A PUBLIC inquiry into allegations that British soldiers murdered and tortured civilians during the Iraq War, finally scheduled to start this year, is on an “unprecedented” scale, its secretary said yesterday.

The Al-Sweady Inquiry is examining claims that UK soldiers murdered 20 or more Iraqis and tortured others after the “Battle of Danny Boy” in Maysan Province, southern Iraq, in May 2004.

The Ministry of Defence vigorously denies the allegations and says those who died were killed on the battlefield.

The inquiry was hoped to start last year, but was delayed due to difficulties in assembling the huge amount of evidence.

The inquiry appointed a team of retired British detectives to investigate what happened from scratch after an earlier Royal Military Police inquiry was judged to be inadequate.

Its oral hearings are due to begin in March and reflect months of information gathering, with statements from hundreds of witnesses including Iraqis as well as military personnel.

Inquiry secretary Cecilia French said: “The inquiry is unprecedented in several ways: first in that it has been tasked with establishing the facts surrounding an incident and its aftermath over which the facts are hotly disputed and had not been properly investigated and where the allegations are of the utmost seriousness.

“Secondly, because of this, it has required a significant investigative phase, which has taken the inquiry the best part of three years to complete and has involved a massive disclosure exercise and efforts to gather, so far, 337 military witness and 78 Iraqi witness statements, the latter having been undertaken during witness interviews abroad.”

The cost so far already stands at £14,946,963 and with hearings expected to go on for a year, is expected to be far more.

Ms French said that although the work undertaken is already huge, there will be just as much for the hearings themselves.

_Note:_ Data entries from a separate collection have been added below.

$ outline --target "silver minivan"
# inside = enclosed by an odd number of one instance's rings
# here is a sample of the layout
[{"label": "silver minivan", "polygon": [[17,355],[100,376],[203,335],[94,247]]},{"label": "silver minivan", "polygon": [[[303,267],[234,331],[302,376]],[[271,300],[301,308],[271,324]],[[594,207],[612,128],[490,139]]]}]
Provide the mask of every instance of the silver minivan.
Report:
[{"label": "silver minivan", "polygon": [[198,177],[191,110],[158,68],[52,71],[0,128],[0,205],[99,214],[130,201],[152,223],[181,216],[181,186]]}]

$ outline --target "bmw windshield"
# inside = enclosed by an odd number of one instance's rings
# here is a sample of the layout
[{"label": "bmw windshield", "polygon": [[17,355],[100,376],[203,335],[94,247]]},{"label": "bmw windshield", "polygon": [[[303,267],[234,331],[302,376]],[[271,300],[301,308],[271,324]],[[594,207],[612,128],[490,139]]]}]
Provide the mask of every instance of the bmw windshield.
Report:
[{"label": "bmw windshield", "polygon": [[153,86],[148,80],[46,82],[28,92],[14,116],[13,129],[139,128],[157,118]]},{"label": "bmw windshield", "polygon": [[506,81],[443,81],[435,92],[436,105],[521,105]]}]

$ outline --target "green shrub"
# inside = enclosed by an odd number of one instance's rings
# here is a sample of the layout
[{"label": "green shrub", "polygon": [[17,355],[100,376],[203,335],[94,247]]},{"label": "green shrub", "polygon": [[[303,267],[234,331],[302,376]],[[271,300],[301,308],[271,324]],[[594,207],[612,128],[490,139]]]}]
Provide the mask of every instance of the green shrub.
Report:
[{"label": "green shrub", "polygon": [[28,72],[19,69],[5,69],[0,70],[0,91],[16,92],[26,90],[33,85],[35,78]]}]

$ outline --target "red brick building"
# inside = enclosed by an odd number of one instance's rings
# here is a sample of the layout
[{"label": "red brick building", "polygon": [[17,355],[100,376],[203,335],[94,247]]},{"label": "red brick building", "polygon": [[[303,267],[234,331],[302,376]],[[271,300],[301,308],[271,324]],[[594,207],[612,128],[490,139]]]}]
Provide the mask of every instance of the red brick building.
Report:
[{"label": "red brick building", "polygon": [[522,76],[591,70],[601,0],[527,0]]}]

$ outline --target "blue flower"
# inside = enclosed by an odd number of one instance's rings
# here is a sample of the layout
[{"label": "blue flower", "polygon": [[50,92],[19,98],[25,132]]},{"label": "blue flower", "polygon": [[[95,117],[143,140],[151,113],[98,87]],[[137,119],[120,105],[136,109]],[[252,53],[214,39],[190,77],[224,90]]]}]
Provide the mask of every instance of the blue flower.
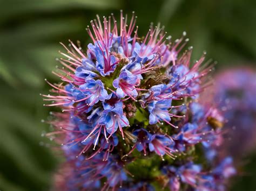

“The oral hearings, due to start in March 2013, will be equally challenging, not least because approximately three months of Iraqi evidence will be heard by video conference from abroad,” she added.

The Al-Sweady Inquiry is one of several into incidents in the Iraq War that continue to cast a shadow over Britain.

British troops ended combat operations in Iraq in April 2009 after a six-year war that claimed the lives of 179 UK personnel and cost more than £9 billion.

The over-arching Iraq inquiry into how Britain came to join the 2003 US-led invasion that toppled Saddam Hussein, as well as the conduct of the conflict, is yet to report its findings.

It originally said it would need until the summer of 2012 to complete its task, but later advised David Cameron it will start writing to any individuals who may be criticised by the middle of this year.

After that, the report – widely predicted to be scathing about the way former prime minister Tony Blair led the country into war – will be submitted to the Prime Minister, then published in Parliament.

Another public inquiry, into the brutal death of father-of-two Baha Mousa at the hands of British soldiers in Iraq, in 2003, has already released its report.